Porque a escrita não tem ritmo, não tem cadência. Porque não desenvolve, e lemos, lemos, e, como no velho lugar comum, nem o pai almoça nem a gente morre -- ou o seu contrário. Porque o seu gosto é diferente do meu -- por exemplo, um famoso autor americano começa com um "não as podes f. todas!" e eu ponho-o de lado, ainda na livraria, por achar a escrita vulgar, e não se pense que é pelo emprego do palavrão, magistralmente utilizado, por exemplo, por Gil Vicente. Outros livros, porque são chatos, andem neles à procura de carneiros selvagens ou leve o protagonista a amante para hotel e três capítulos depois ainda não tenham chegado a vias de facto -- neste caso, tinha decidido ler o romance, custasse o que custasse, mas acabei por dar parte de fraco.
Lembram-se de Boleano, esse génio da literatura?
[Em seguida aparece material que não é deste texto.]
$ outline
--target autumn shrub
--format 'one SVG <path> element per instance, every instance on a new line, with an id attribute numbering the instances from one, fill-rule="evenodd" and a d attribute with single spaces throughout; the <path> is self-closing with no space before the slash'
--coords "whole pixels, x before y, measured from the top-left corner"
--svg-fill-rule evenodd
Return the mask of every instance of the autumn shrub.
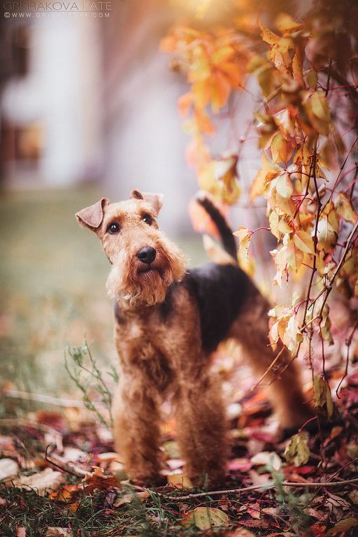
<path id="1" fill-rule="evenodd" d="M 304 351 L 315 405 L 329 417 L 334 408 L 325 353 L 335 340 L 334 289 L 343 294 L 350 312 L 341 334 L 346 343 L 345 376 L 358 322 L 358 33 L 352 22 L 357 6 L 337 4 L 315 2 L 297 20 L 269 10 L 260 14 L 255 2 L 238 2 L 243 7 L 220 27 L 206 26 L 201 10 L 201 19 L 178 24 L 161 43 L 172 55 L 172 69 L 188 84 L 178 101 L 191 137 L 187 160 L 199 187 L 224 208 L 240 199 L 243 148 L 257 136 L 262 166 L 250 178 L 249 197 L 252 210 L 257 199 L 264 200 L 267 224 L 235 232 L 239 262 L 252 272 L 251 238 L 271 231 L 276 241 L 270 251 L 273 283 L 292 297 L 290 303 L 277 303 L 270 311 L 271 344 L 275 349 L 281 341 L 292 359 Z M 236 99 L 243 92 L 252 96 L 252 120 L 217 154 L 215 140 L 222 141 L 228 123 L 240 122 Z M 301 294 L 292 291 L 297 280 Z M 315 350 L 319 365 L 313 362 Z"/>

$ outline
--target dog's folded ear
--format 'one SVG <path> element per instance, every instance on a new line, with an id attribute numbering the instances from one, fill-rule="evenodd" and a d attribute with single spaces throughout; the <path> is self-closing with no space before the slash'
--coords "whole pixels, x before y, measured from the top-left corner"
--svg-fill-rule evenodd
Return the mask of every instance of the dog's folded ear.
<path id="1" fill-rule="evenodd" d="M 76 217 L 78 224 L 83 227 L 90 227 L 92 231 L 99 227 L 103 219 L 103 209 L 109 203 L 107 198 L 101 199 L 90 207 L 85 207 L 82 210 L 76 213 Z"/>
<path id="2" fill-rule="evenodd" d="M 135 199 L 144 199 L 145 201 L 152 206 L 153 211 L 157 216 L 159 210 L 163 205 L 162 194 L 152 194 L 152 192 L 141 192 L 140 190 L 132 190 L 131 192 L 131 198 Z"/>

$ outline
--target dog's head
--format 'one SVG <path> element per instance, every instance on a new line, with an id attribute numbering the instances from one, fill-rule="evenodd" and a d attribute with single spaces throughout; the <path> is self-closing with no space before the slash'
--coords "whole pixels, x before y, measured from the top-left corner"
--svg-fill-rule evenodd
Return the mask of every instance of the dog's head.
<path id="1" fill-rule="evenodd" d="M 129 200 L 110 203 L 102 198 L 76 213 L 113 264 L 107 280 L 111 297 L 132 306 L 160 303 L 169 286 L 182 278 L 185 257 L 157 224 L 162 203 L 162 194 L 133 190 Z"/>

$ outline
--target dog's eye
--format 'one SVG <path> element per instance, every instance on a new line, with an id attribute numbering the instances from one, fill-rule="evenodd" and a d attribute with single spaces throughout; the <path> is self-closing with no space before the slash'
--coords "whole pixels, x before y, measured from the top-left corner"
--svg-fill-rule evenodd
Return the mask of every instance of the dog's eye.
<path id="1" fill-rule="evenodd" d="M 152 225 L 152 223 L 153 222 L 153 219 L 150 215 L 143 215 L 142 216 L 142 220 L 145 222 L 145 224 L 148 224 L 149 226 Z"/>
<path id="2" fill-rule="evenodd" d="M 110 233 L 111 235 L 114 235 L 115 233 L 118 233 L 120 229 L 120 224 L 116 222 L 113 222 L 112 224 L 110 224 L 107 228 L 108 232 Z"/>

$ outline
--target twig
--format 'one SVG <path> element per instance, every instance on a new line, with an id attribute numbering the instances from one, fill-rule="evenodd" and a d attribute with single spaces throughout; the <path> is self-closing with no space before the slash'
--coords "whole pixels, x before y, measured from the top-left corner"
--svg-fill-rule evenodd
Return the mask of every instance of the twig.
<path id="1" fill-rule="evenodd" d="M 45 459 L 48 462 L 50 463 L 50 464 L 56 466 L 56 468 L 58 468 L 63 472 L 66 472 L 66 473 L 75 475 L 76 478 L 85 478 L 87 475 L 91 475 L 91 472 L 88 472 L 87 470 L 83 470 L 73 462 L 67 462 L 63 457 L 56 454 L 56 453 L 51 453 L 50 459 L 48 454 L 50 448 L 51 446 L 47 445 L 45 450 Z"/>
<path id="2" fill-rule="evenodd" d="M 32 429 L 37 429 L 39 431 L 52 435 L 55 438 L 57 450 L 60 452 L 63 451 L 64 446 L 62 444 L 62 436 L 61 433 L 57 431 L 54 427 L 51 427 L 50 425 L 47 425 L 45 423 L 37 423 L 36 422 L 31 422 L 29 420 L 24 420 L 21 417 L 8 417 L 0 420 L 0 427 L 32 427 Z"/>
<path id="3" fill-rule="evenodd" d="M 38 403 L 45 403 L 55 406 L 63 406 L 67 408 L 85 408 L 85 405 L 82 401 L 77 399 L 62 399 L 58 397 L 53 397 L 50 395 L 43 395 L 41 394 L 32 394 L 29 392 L 21 392 L 18 389 L 12 389 L 5 388 L 3 390 L 5 397 L 11 397 L 14 399 L 24 399 L 26 401 L 36 401 Z M 101 406 L 100 401 L 97 403 Z M 104 405 L 103 405 L 104 407 Z"/>
<path id="4" fill-rule="evenodd" d="M 341 399 L 341 396 L 338 395 L 338 390 L 339 390 L 339 389 L 340 389 L 340 387 L 341 387 L 341 386 L 342 385 L 342 382 L 343 382 L 344 379 L 345 378 L 345 377 L 348 374 L 348 366 L 349 366 L 349 363 L 350 363 L 350 345 L 352 345 L 352 341 L 353 341 L 353 336 L 355 335 L 355 332 L 357 330 L 357 327 L 358 327 L 358 319 L 355 322 L 355 326 L 353 327 L 353 329 L 352 330 L 349 337 L 345 341 L 345 345 L 347 345 L 347 356 L 345 357 L 345 370 L 344 370 L 343 376 L 342 377 L 342 378 L 339 381 L 339 384 L 337 386 L 337 389 L 336 390 L 336 395 L 337 396 L 337 398 L 338 399 Z"/>
<path id="5" fill-rule="evenodd" d="M 339 487 L 341 485 L 350 485 L 350 483 L 358 483 L 358 478 L 354 479 L 342 480 L 341 481 L 324 481 L 322 482 L 312 482 L 312 483 L 299 483 L 292 481 L 282 481 L 281 485 L 282 487 Z M 158 492 L 158 491 L 154 492 L 156 494 L 166 498 L 168 500 L 189 500 L 192 498 L 202 498 L 204 496 L 217 496 L 218 494 L 230 494 L 236 492 L 247 492 L 250 490 L 259 490 L 260 489 L 265 489 L 268 490 L 269 489 L 273 489 L 276 486 L 275 481 L 266 481 L 262 485 L 251 485 L 250 487 L 243 487 L 240 489 L 227 489 L 225 490 L 213 490 L 207 492 L 197 492 L 194 494 L 185 494 L 185 496 L 171 496 L 166 494 L 163 492 Z M 148 489 L 143 489 L 143 490 L 148 490 Z"/>
<path id="6" fill-rule="evenodd" d="M 253 386 L 252 386 L 252 387 L 250 388 L 250 391 L 251 392 L 252 392 L 252 390 L 254 390 L 256 387 L 257 387 L 257 386 L 261 382 L 261 381 L 263 380 L 264 378 L 266 377 L 266 375 L 268 374 L 270 371 L 272 369 L 272 368 L 273 367 L 273 366 L 275 365 L 276 361 L 278 360 L 278 359 L 280 358 L 280 357 L 281 356 L 281 355 L 282 354 L 282 352 L 285 350 L 285 348 L 286 348 L 286 347 L 285 345 L 282 346 L 281 350 L 280 351 L 280 352 L 278 353 L 278 355 L 273 359 L 273 361 L 271 361 L 271 363 L 270 364 L 270 365 L 268 366 L 268 367 L 267 368 L 267 369 L 266 370 L 264 373 L 263 375 L 262 375 L 262 376 L 259 378 L 259 379 L 257 380 L 257 382 L 255 382 L 255 384 L 254 384 Z"/>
Bem tentei ler O Terceiro Reich. Acho que até consegui chegar à página 4. Bem menos do que nos Versículos Satânicos, no Ulisses, em que cheguei quase à centena antes de desistir.
Há dois anos, numa férias, emprestaram-me livro de autor português da nova vaga, de quem até já tinha lido um romance aceitável. Logo às primeiras páginas, uma adolescente, no momento de perder a virgindade, imagina que as partes do homem se desintegram e sobem por ela... Como é possível escrever tamanho disparate e a editora deixá-lo passar? Ou agora as moças, nesse momento marcante da sua sexualidade, entretém-se a imaginar cenas que nem nos desenhos animados se vêem?
Outro, pelos excertos divulgados no Facebook, põe uma personagem, também adolescente, a exigir que a amada os imagine velhinhos. Lindo, não? Só que os adolescentes, como aquele que fui, como os que conheci, como os que conheço, nunca serão velhos, pelo que tal proposta é simplesmente absurda...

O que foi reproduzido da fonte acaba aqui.